Teldat S.A. is a Spanish telecommunications and network security company headquartered in Tres Cantos, Madrid. Founded in 1985, the company manufactures networking equipment such as routers and firewalls, and provides SD-WAN and cybersecurity services to enterprises and public sector organizations in Europe.

== History ==

Teldat was established in 1985 by the telecommunications engineer Antonio García Marcos in Madrid. The company initially focused on developing networking hardware for the Spanish market. In 1996 it reported a turnover of 3.15 billion pesetas (about 19 million euros), a 25 percent increase over the previous year, and employed over 100 people, around two thirds of them in research and development.

In October 2011, Teldat agreed to acquire Funkwerk Enterprise Communications GmbH, the Nuremberg-based enterprise networking division of the German group Funkwerk AG, which sold networking and telephony equipment under the Bintec and Elmeg brands, at an enterprise value of about 11 million euros; at the time, Teldat itself had annual revenue of about 45 million euros and more than 600 employees. The acquisition was completed in January 2012 and the unit was renamed Teldat GmbH, and from January 2014 bintec elmeg GmbH. The subsidiary manufactured routers that Deutsche Telekom sold under its own "Digitalisierungsbox" brand to small businesses in Germany. By 2018, international sales accounted for approximately 62% of Teldat's revenue, partly through bintec elmeg. The subsidiary entered insolvency proceedings under self-administration in 2023, and ceased operations in 2024 after its restructuring failed.

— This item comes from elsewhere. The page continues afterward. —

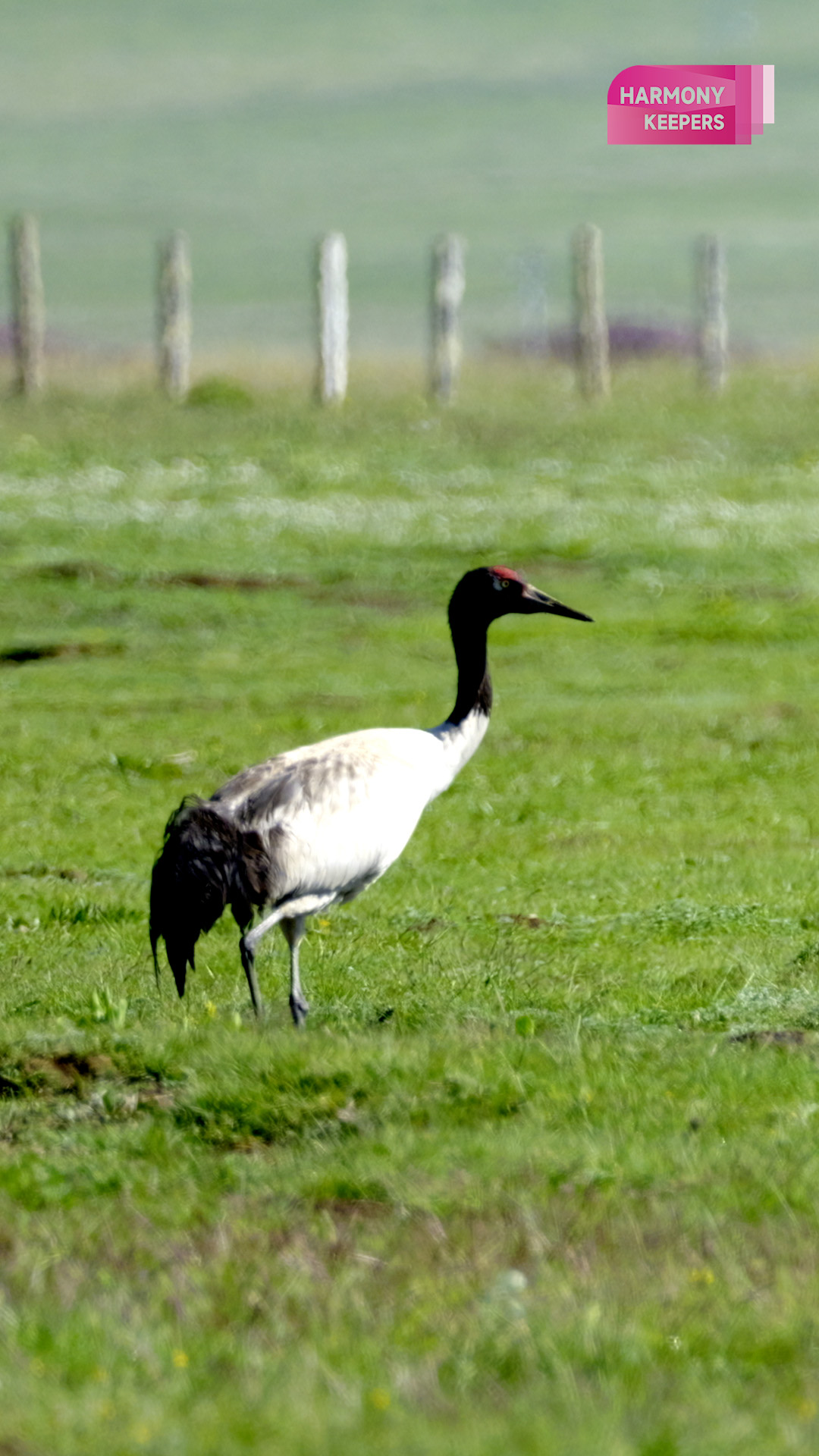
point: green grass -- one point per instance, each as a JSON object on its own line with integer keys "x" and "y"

In October 2022, Antonio García Romero succeeded Ignacio Villaseca as the company's chief executive officer.

== Operations ==

The company has supplied networking infrastructure for several large-scale projects. In 2015, Deutsche Telekom contracted Teldat to provide equipment for the migration of its German network to IP technology. In 2024, the company was selected to upgrade communications systems on the Paris Metro with 5G and Wi-Fi 6 technology, and won a five-year, 7.1 million euro contract to deploy an SD-WAN network covering around 10,000 offices of the regional government of Andalusia. In 2025, Teldat and Telefónica were awarded a contract to migrate the communications networks of the roughly 10,800 points of sale of the Spanish state lottery operator Loterías y Apuestas del Estado from copper to fibre and 5G.

The research firm Gartner listed Teldat as a "niche player" in its 2019 Magic Quadrant for WAN edge infrastructure, and dropped the company from the 2021 edition of the report after it failed to meet the inclusion criteria.